When I started working, I would find myself bracing myself when I walked into the waiting room and discovered there waiting for me a grouchy, reclusive, brooding man. Or woman. Either or, but I think more were men. And I would tell myself, “These men are your father.” My father, who is chronically in pain. My father, who is desperately shy. My father who loathes small talk, and feels terribly incompetent to perform it in anyway. My father, who is slow to trust, and assumes that everyone is putting him on, telling him what they think he wants to hear.

The Man in the Waiting Room was scary, but you don’t show fear in front of scary things. I would bring them back and very patiently, very determinedly, kill them with kindness. I smiled, I explained in depth, I avoided asking any questions that weren’t necessary, I made extremely good guesses at topics of conversation that would connect with them. I taught them to trust me enough that they would tell me things. I made them smile. I even made them laugh.

They would leave, and I would heave a small sigh of relief. I won. Almost no one–I do not believe a single cantankerous one of them–held up against my assault. People who scowled at the secretary, people who looked like they were sucking on lemons, people who pretended to fall asleep in the waiting room so they wouldn’t have to admit there were other people there. Sometimes I could turn them around in a day. Sometimes it took weeks. But I made them all smile, and every one of them was a victory.

I think when men write about these things, it goes like this. There was this monster. And I killed it. And it isn’t scary anymore. Aren’t I great? And I think women write the same story, differently. There was this monster. And I made it smile. And it isn’t scary anymore. Aren’t I great?
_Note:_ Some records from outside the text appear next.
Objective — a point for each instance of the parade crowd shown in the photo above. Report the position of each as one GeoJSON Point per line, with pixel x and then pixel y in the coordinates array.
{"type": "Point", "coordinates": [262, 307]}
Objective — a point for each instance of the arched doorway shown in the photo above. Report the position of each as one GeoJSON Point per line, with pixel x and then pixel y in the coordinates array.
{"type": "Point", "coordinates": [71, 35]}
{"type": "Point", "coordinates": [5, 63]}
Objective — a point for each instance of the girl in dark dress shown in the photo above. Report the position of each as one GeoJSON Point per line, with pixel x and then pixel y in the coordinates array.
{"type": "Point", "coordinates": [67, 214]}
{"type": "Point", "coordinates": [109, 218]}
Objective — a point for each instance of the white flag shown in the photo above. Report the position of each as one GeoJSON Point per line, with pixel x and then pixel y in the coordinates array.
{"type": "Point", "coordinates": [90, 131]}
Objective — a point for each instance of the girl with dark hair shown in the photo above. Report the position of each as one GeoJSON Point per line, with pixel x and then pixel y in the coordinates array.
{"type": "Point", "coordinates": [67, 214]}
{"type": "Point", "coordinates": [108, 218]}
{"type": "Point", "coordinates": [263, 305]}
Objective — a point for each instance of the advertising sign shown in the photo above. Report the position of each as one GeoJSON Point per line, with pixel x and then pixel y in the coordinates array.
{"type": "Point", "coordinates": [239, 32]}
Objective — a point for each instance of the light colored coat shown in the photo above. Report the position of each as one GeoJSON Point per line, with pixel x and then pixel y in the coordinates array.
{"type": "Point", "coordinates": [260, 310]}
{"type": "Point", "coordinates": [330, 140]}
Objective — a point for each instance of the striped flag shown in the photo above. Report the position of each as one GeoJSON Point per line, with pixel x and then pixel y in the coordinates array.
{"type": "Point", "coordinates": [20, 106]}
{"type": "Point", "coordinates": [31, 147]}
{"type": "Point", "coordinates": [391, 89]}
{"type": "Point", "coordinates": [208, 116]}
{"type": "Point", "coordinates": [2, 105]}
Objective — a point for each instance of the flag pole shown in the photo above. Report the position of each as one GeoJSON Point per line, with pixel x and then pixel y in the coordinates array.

Because really? Really, Mr. Rochester was a jerk. But he was wild, and he was scary. But in the end, he wasn’t–because of Jane. We all like to think that it doesn’t matter who we were born as, doesn’t matter the shape of our bodies, or the shape of our noses–we can still conquer the terrifying things. The Men Who Don’t Smile. The People Who Don’t Like Us. Those Who Are Critical of Everything. The Ones Who Have Forgotten How to Smile.

It wasn’t changing of the scary person, as much as it was just breaking open the shell. The same person, but no longer holds the power of fear over you. It’s a different kind of victory than slaying dragons, but it’s a very real victory anyway.